Sie glaube, dass sich viele zu enge Ziele setzen. Ist das Vorhaben umgesetzt, frage man sich, was jetzt. "Ich setze meine Ziele lieber höher." Dementsprechend ist das Ziel der Junioren-Siegerin der French Open 2018 sehr optimistisch formuliert: "Mein Ziel ist es, das Turnier zu gewinnen. Ich meine, es ist nur ein Turnier. Ich habe schon viele davon gespielt. Sicher ist es ein bisschen anders, aber jetzt relaxe ich mal vor Runde zwei."
In der trifft die Weltranglisten-313. am Mittwoch auf die doppelt so alte Magdalena Rybarikova, die Slowakin hat Aryna Sabalenka (BLR-10) ausgeschaltet. Marschiert Gauff weiter, könnten als nächstes Madison Keys (USA-17), Simona Halep (ROU-7) oder die Ex-Weltranglistenerste Viktoria Asarenka (BLR) auf sie warten. Gauff hat ihr Hauptfeldticket nach einer Wildcard für die Qualifikation geholt und wurde so die jüngste Spielerin im Wimbledon-Hauptbewerb in der "open era".
Vor der Auslosung hatte sich Gauff ein Erstrunden-Duell mit einer der Williams-Schwestern gewünscht. "Ich war dann super-geschockt. Ich habe mein Traumlos bekommen und habe dann auch noch gewonnen." Nervös sei sie aber nicht gewesen, gegen eines ihrer Idole zu spielen. "Ich habe da nicht an Venus gedacht, sondern nur mein Spiel gespielt. Egal, gegen wen ich spiele, ich will gewinnen. Daran habe ich die ganze Zeit gedacht."
Auch die WTA wurde von Gauffs Coup offenbar überrumpelt, denn das Spielerin-Profil der Newcomerin aus Delray Beach in Florida war noch ohne Foto. In Miami stand sie heuer schon in Runde zwei und holte dabei ein gutes Drittel ihres bisherigen Karriere-Preisgelds von 75.011 Dollar (rund 66.100 Euro). Für ihren Sieg über Williams gibt es 45.000 Pfund (rund 50.100 Euro) drauf.
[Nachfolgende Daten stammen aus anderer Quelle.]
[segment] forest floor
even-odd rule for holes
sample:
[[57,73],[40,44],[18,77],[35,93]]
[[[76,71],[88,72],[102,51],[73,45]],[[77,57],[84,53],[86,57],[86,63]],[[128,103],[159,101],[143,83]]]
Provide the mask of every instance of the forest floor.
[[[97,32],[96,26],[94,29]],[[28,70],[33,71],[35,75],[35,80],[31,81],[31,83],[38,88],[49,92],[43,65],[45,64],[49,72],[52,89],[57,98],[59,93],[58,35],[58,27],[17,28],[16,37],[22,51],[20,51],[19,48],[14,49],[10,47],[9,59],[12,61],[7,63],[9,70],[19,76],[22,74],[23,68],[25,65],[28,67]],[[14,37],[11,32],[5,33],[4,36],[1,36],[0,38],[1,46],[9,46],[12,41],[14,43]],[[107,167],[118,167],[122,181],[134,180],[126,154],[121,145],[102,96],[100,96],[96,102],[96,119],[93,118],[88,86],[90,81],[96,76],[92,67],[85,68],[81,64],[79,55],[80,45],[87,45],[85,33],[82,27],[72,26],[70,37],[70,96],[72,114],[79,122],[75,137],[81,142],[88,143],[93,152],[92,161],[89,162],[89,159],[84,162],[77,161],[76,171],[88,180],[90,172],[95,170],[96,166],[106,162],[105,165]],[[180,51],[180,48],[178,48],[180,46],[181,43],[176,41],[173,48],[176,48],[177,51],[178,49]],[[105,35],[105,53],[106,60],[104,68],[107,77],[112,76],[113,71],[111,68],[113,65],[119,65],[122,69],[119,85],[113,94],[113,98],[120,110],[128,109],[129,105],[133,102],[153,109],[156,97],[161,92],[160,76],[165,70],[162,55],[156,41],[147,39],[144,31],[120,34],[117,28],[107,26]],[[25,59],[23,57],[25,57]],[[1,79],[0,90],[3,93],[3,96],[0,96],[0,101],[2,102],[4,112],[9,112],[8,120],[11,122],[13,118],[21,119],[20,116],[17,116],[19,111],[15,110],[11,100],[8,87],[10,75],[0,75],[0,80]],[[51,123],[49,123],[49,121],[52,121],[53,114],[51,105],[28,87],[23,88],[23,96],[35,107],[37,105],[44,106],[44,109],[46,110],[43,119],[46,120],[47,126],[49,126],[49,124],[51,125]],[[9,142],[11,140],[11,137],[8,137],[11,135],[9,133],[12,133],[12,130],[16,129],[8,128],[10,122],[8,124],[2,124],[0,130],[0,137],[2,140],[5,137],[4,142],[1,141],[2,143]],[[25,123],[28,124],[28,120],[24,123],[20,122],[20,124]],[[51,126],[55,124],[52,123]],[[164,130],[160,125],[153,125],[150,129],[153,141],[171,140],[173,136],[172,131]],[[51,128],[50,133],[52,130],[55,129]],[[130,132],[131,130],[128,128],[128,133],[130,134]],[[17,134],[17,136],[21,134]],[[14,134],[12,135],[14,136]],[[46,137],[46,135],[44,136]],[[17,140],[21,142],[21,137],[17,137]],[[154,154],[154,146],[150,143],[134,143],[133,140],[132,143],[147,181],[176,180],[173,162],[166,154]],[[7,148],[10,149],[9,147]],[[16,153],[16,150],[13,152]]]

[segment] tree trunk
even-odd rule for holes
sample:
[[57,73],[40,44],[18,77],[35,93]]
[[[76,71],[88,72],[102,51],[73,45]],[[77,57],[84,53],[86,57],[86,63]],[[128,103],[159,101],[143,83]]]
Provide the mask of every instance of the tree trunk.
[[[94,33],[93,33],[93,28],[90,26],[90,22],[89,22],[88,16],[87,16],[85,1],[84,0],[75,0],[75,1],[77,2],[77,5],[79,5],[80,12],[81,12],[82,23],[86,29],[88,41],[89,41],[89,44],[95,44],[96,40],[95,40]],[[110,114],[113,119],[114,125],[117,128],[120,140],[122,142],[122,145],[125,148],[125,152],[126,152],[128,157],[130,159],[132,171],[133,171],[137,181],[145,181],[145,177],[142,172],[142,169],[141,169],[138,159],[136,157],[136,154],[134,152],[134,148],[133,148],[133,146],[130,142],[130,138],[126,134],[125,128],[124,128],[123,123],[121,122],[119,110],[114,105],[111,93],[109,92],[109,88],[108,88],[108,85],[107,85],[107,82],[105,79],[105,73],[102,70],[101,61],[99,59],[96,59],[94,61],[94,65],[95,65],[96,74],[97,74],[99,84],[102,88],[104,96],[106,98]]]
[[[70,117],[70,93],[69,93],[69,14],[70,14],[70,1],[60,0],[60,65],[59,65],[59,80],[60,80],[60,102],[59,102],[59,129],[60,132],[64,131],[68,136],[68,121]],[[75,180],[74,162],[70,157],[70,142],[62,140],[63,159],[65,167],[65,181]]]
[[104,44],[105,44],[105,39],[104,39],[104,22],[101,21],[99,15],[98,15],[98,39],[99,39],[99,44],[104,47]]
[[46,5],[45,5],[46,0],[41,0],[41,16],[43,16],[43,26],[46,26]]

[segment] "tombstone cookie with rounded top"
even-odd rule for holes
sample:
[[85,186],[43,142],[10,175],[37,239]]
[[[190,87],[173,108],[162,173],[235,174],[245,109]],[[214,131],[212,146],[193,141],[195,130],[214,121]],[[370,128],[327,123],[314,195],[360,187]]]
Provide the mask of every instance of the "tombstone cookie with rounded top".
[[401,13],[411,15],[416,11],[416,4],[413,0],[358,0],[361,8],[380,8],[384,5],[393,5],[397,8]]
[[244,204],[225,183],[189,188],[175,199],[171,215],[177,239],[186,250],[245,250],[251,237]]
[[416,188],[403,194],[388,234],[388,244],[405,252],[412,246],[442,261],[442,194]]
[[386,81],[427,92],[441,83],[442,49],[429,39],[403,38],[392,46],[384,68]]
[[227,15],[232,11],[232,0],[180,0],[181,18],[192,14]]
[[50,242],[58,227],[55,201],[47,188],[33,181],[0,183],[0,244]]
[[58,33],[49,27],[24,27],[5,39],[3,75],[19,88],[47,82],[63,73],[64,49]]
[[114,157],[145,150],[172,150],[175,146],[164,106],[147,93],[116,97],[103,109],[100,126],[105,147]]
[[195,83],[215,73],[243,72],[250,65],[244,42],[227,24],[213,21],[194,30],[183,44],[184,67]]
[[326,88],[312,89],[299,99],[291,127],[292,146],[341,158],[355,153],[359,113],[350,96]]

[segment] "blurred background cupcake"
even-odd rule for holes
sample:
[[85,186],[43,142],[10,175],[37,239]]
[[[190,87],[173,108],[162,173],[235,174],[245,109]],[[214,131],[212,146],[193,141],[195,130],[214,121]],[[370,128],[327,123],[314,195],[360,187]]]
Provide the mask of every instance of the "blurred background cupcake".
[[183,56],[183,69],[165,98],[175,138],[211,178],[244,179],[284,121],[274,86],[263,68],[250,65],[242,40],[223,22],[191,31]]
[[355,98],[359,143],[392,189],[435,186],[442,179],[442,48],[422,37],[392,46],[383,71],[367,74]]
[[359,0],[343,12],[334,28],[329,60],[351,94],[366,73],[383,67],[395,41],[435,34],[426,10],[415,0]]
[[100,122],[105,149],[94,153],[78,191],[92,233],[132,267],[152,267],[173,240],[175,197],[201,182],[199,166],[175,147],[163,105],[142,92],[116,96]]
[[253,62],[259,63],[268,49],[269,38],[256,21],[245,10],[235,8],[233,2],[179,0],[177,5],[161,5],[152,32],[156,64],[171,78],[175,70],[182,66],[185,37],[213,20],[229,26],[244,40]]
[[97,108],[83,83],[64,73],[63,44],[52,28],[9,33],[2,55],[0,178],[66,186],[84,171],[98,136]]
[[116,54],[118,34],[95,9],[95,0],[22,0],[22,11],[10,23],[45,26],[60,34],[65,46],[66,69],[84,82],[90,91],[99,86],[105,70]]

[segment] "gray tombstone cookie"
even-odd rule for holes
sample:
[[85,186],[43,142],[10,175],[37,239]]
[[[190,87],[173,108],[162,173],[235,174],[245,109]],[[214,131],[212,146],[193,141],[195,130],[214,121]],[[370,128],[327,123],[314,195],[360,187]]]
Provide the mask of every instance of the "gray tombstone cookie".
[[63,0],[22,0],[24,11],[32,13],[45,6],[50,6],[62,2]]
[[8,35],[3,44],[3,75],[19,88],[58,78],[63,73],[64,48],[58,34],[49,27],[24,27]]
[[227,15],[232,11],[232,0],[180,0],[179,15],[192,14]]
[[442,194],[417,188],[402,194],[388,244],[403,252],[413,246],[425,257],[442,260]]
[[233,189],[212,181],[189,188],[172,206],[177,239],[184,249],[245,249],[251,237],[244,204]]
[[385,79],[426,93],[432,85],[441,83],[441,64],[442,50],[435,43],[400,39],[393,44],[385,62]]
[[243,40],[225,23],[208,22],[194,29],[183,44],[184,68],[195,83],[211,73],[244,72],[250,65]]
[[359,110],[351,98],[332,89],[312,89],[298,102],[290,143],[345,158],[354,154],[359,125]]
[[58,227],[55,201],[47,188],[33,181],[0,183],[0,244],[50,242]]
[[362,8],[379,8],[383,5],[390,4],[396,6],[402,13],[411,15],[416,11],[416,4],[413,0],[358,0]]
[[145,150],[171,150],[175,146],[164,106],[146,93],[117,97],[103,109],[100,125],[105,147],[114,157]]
Mit einem Drittrundeneinzug würde Gauff ihr Karriere-Preisgeld mehr als verdoppeln.
Navratilova ist beeindruckt
Der neue US-Jungstar hat Venus Williams nun nicht nur auf ihrer Abschussliste, sondern auch einige Parallelen mit ihr. Sie ähnelt der älteren der beiden Williams-Schwestern vom Spiel und von der Statur, und auch bei ihr spielt ihr Vater eine große Rolle. Corey coacht seine Tochter und hält sie trotz des Aufstiegs am Boden, wie etwa Ex-Top-Ten-Spielerin Chanda Rubin sagt.
"Sie wird gut unterstützt, besonders von ihrem Vater, der für das Coaching in Übersee zuständig ist", erklärte Rubin nach einem Gespräch mit der Familie. "Bei dem, was sie braucht, geht er sehr methodisch vor. Es gibt in ihrem Privat- und Familienleben viel Positives." Auch Martina Navratilova war beeindruckt: "Cori Gauff hat sich der Tennis-Welt mit Stil vorgestellt."